In fact, many security measures on campus are futile. The only way short of an outright total surveillance state to solve these problems is through prevention. The security gates on Pine View’s campus, for example, are utterly useless. Handguns fit in backpacks, and many of these shootings are conducted by students. Unless you commit to putting every student’s possessions through a metal detector every morning (as some schools do), a Parkland situation is still perfectly plausible. (Also, Pine View’s fence might make students less secure. It’s easy for a determined perpetrator to shimmy over, but having the whole place surrounded by a cage, with only a few points of exit, makes it far more difficult for students to flee in an emergency.)

I honestly don’t think the building of gates comes out of a sober assessment of how to actually prevent school shootings. It’s purely reactive: Something horrible happened, thus we must have new security. But another thing that disturbs me is that in the “cost-benefit” calculus, “freedom” appears essentially nowhere. The old phrase is that whoever gives up a lot of liberty for a bit of security deserves neither. But it so often feels like people will give up all of their liberty for even the appearance of security. Hardly anyone cares about the little unquantifiable things, like how it felt to be a student at a school that respected its pupils enough to give them complete liberty.

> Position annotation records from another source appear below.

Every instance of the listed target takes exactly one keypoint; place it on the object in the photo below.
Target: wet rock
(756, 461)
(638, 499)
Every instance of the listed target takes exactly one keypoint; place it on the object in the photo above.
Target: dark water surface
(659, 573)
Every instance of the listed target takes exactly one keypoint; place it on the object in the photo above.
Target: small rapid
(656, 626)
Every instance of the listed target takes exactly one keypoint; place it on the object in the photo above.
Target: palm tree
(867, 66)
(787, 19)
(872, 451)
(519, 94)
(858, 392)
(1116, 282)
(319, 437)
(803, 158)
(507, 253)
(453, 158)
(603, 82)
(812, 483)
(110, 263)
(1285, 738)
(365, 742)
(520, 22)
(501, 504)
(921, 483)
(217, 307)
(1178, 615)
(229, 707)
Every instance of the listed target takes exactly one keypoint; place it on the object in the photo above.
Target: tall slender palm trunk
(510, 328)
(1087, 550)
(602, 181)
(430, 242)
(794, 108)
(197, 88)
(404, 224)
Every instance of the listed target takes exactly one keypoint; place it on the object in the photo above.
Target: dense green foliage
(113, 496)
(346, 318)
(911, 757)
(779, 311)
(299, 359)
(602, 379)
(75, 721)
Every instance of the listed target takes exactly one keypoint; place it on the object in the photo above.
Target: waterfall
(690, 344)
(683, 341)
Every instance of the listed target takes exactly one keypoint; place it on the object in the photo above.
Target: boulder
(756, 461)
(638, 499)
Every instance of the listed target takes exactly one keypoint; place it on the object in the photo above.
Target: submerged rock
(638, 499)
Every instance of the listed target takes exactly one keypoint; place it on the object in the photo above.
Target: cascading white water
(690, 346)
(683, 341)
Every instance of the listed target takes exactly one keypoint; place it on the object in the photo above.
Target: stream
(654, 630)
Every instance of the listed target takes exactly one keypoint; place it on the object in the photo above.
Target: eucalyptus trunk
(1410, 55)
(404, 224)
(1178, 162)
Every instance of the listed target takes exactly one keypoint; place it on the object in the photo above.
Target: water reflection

The sociologist Max Weber is associated with the idea of the “iron cage” of rationality: There is a kind of logic that imprisons us and determines our thinking. Capitalism creates an ideological iron cage: If something cannot justify itself economically, it does not have value. Security is similar: There’s no way to argue against locking down the schools; it seems somehow like it must occur because it’s just perfectly rational. In a newspaper article about Sarasota High School’s lock-down measures, I saw an administrator say something like “Well, a school has to be able to keep track of everyone who enters and exits campus.” The fact that that statement isn’t controversial, that it seems obvious: That’s the iron cage. Does a school have to be able to keep track of everyone? Couldn’t everyone just come and go? A teacher has to take attendance, of course. But it’s strange how many people can accept as an unquestionable assumption something that was never true until recently: that everyone must be kept track of, that nothing must be unknown. All of this seems to happen without anybody really willing it: Reason travels a path that leads inescapably to the security state.

Yet as we pursue this inexorable logic further and further, we destroy so much that was valuable. All schools become detention facilities patrolled by armed guards. Everyone is registered. You must sign in at the front desk, you must present ID. You must enter through the single entrance, you may not enter after hours without permission. All of this seems so perfectly logical, so difficult to question. Anyone who objects is irrational. Impractical. They don’t take safety seriously. Soon, objections fade, logic prevails, and eventually it becomes impossible even to see the thick black bars of our iron cage.